Machine learning for automated stratigraphy classification : an empirical study to label subsurface formations in the Johan Sverdrup field

2019

This thesis explored to what extent different supervised machine learning algorithms

can be used to label subsurface formations in wells. It was explored through empirical

study using wireline logs from the Johan Sverdrup field as inputs. The results from three

different machine learning models were compared with the addition of a benchmark model;

two LightGBM models, one LSTM model and a Logistic Regression model as a benchmark.
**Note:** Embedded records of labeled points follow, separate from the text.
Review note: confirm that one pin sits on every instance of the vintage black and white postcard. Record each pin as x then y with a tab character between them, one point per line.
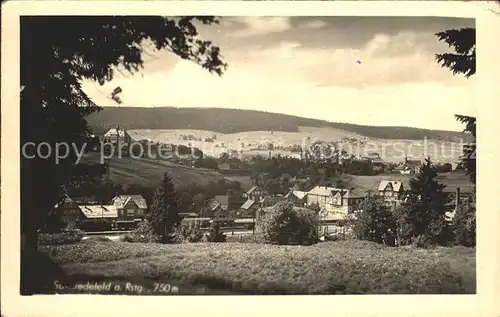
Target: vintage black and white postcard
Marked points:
197	148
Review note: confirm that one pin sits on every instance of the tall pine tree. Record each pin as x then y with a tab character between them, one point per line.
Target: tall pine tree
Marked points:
424	210
164	212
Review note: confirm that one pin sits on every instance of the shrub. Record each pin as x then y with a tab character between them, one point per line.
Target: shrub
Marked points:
285	224
59	238
216	234
192	232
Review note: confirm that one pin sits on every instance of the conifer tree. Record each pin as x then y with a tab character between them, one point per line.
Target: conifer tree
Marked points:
164	214
462	61
424	210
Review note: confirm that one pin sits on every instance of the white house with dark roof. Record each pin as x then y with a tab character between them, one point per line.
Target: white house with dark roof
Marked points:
391	190
335	203
256	193
118	135
105	212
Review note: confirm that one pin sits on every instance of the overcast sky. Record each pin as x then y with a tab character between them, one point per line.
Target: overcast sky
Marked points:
308	66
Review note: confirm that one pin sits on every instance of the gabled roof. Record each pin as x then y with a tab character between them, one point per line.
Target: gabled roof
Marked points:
99	211
270	200
413	162
299	194
248	204
378	161
396	185
121	200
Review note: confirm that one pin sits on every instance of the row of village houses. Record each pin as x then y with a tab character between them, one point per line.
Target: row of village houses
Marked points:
125	211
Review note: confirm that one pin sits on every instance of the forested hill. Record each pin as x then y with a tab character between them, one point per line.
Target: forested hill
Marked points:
235	120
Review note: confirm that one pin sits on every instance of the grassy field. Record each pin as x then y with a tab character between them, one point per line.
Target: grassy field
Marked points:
392	150
149	171
451	180
345	267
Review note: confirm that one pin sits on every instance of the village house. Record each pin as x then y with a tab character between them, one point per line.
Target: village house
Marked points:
457	197
69	210
391	191
409	167
130	207
98	217
218	206
335	203
249	208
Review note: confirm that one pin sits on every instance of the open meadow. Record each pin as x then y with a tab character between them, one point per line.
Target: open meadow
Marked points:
392	150
342	267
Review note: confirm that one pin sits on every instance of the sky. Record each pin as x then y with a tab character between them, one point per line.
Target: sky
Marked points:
364	70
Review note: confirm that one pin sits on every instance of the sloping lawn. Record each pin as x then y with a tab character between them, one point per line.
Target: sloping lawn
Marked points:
347	267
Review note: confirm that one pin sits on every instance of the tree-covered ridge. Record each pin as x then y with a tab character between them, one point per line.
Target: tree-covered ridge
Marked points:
237	120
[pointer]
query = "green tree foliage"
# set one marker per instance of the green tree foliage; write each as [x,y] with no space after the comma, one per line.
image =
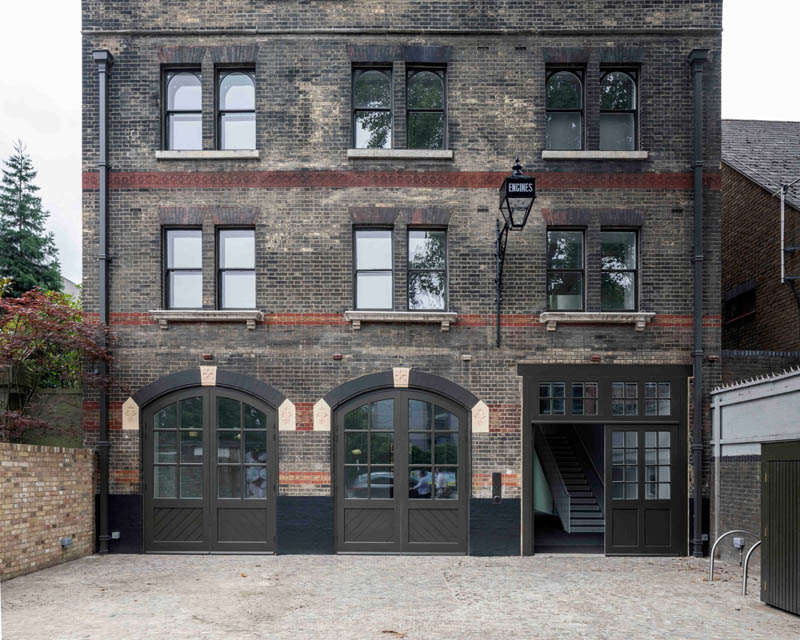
[28,255]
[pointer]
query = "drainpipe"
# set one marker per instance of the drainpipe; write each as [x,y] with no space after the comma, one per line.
[104,60]
[697,59]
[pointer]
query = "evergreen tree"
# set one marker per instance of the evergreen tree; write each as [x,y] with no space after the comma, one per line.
[28,254]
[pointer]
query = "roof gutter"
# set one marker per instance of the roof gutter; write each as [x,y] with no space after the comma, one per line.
[104,60]
[697,59]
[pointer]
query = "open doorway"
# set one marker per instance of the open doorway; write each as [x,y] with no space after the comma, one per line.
[568,488]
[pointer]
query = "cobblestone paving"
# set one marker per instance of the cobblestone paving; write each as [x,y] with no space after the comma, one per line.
[366,597]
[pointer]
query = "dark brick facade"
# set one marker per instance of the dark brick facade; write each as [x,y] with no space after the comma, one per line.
[754,257]
[304,195]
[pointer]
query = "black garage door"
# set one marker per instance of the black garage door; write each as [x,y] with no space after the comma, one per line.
[401,474]
[645,490]
[210,473]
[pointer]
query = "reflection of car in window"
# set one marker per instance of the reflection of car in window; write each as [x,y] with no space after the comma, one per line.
[382,485]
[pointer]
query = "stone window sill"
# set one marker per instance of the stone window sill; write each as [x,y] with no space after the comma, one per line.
[399,154]
[216,154]
[445,318]
[594,155]
[165,316]
[638,318]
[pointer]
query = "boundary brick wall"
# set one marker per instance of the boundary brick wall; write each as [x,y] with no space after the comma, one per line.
[46,493]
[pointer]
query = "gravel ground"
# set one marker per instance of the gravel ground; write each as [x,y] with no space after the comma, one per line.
[384,597]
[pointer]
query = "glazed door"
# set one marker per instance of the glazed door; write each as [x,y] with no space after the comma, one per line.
[645,490]
[401,473]
[210,473]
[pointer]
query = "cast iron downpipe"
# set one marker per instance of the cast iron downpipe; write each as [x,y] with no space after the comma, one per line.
[697,59]
[104,60]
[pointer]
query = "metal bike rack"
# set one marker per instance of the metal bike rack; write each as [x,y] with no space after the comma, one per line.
[744,569]
[718,540]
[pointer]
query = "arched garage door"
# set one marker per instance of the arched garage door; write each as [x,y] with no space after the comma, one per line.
[210,472]
[401,473]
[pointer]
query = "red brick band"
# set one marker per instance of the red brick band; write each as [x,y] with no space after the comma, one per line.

The data set consisted of 31 wells in the Johan Sverdrup field with a total of 406 666

labeled observations and the corresponding measured properties at different depth points

in the wells.

The two LightGBM models both performed better than the benchmark. The results

obtained from the neural network were significantly worse than both LightGBM models

and the benchmark. Due to time- and computational constraints, we were not able to

fully utilize the potential of the neural network (LSTM). Hence, additional tuning and

model stacking could potentially lead to improved results.

The best performing model was LightGBM 2, the model that utilized a stratified trainingand

validation split. Here, sequential observations from the same well were randomly

split across the training- and validation data. This model yielded an accuracy of 79.17%.
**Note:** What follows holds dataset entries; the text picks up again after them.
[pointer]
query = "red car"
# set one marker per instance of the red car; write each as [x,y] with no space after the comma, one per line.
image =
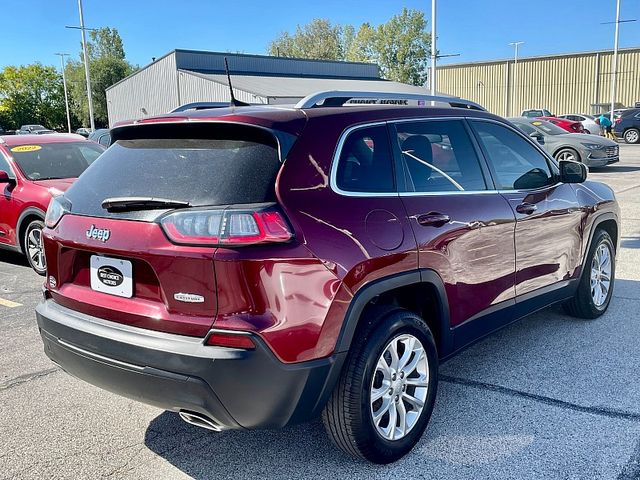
[253,267]
[33,169]
[568,125]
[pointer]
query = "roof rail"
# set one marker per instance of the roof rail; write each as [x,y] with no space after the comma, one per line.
[199,106]
[338,98]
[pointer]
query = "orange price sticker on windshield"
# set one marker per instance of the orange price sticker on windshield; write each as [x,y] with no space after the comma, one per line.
[26,148]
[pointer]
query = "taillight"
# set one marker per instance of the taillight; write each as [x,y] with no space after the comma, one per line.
[226,226]
[230,340]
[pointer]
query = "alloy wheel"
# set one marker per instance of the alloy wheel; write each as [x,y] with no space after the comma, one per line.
[601,275]
[35,249]
[399,387]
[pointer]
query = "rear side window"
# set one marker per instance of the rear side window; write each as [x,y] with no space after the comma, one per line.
[438,156]
[366,163]
[517,164]
[203,172]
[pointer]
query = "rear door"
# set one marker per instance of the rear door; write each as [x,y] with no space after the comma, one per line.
[463,227]
[548,215]
[9,206]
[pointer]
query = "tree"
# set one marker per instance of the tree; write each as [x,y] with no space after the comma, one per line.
[319,39]
[31,94]
[107,65]
[400,46]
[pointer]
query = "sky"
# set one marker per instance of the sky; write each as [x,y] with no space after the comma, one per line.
[477,30]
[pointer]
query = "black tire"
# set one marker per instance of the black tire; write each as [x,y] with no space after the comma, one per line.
[565,152]
[582,304]
[38,263]
[632,135]
[348,417]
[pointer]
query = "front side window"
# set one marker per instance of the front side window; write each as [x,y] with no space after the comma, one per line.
[438,156]
[55,160]
[366,163]
[516,163]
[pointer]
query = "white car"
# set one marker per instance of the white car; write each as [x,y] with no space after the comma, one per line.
[587,121]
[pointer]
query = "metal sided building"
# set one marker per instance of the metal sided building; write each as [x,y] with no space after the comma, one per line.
[572,83]
[186,76]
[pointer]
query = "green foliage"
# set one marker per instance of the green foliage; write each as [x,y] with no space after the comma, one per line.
[31,94]
[107,65]
[318,39]
[400,47]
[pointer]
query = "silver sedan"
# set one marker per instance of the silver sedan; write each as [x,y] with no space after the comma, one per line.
[592,150]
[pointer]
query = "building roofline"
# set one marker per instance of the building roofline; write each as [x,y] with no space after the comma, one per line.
[206,52]
[172,52]
[255,55]
[536,57]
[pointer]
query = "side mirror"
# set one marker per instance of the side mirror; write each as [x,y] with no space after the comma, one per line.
[572,172]
[4,178]
[538,136]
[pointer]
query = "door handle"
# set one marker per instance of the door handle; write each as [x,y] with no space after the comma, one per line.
[526,208]
[433,219]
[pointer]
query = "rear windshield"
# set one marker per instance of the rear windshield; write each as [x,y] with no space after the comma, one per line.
[199,171]
[55,160]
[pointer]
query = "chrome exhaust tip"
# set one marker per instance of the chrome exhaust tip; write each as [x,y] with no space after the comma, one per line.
[199,420]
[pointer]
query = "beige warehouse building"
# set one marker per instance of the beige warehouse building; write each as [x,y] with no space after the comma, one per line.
[572,83]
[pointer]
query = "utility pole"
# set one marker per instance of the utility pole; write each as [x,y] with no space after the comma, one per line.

However, this model overfitted significantly to the training- and validation data. Further,

LightGBM 1, the model that utilized a customized stratified training- and validation

split, had a slightly lower accuracy of 77.58%. Here, all sequential observations from the

same well were kept in the same data set, which caused significantly less overfitting to the

training- and validation data. Based on this, we concluded that out of the models tested

in the thesis, LightGBM 1 had the highest potential to generalize on unseen data.
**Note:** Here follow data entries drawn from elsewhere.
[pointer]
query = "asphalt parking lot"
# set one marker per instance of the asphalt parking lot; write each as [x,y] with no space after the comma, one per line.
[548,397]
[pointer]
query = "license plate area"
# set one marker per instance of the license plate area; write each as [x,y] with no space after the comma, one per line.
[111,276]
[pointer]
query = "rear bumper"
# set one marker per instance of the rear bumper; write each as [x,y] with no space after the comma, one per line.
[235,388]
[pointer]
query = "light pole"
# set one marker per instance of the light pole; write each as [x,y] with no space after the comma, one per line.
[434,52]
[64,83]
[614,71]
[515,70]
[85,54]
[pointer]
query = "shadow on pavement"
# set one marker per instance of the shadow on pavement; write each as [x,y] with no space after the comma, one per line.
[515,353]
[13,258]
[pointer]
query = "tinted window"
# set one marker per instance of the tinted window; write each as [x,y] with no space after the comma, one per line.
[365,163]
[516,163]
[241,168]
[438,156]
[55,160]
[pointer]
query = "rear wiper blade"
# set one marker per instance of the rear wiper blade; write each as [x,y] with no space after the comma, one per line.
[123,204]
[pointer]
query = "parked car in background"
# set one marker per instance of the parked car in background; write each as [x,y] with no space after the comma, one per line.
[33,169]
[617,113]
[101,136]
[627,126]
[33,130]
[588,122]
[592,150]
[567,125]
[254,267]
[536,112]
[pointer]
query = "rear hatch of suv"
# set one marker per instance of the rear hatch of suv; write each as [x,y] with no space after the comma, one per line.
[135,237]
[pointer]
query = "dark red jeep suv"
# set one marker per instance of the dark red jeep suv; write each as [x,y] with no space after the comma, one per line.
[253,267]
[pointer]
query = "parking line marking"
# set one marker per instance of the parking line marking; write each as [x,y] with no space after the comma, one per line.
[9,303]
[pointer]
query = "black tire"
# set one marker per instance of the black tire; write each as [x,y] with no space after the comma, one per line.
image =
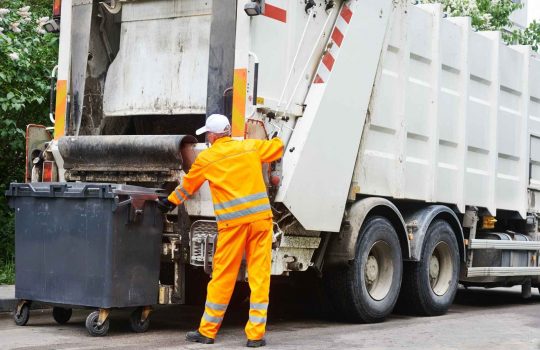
[62,315]
[22,318]
[432,296]
[348,286]
[92,327]
[135,321]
The classification accuracy of around 80%, and the insight gained from the interpretable

machine learning method, can be of great contribution and create significant value to

experts currently performing the labeling of the formations in a manual fashion.

Keywords – Machine Learning, Interpretable Machine Learning, SHAP, LightGBM,

Deep Learning, LSTM, Logistic Regression, Wireline Logs, Formation Prediction, Johan

Sverdrup, Stratigraphy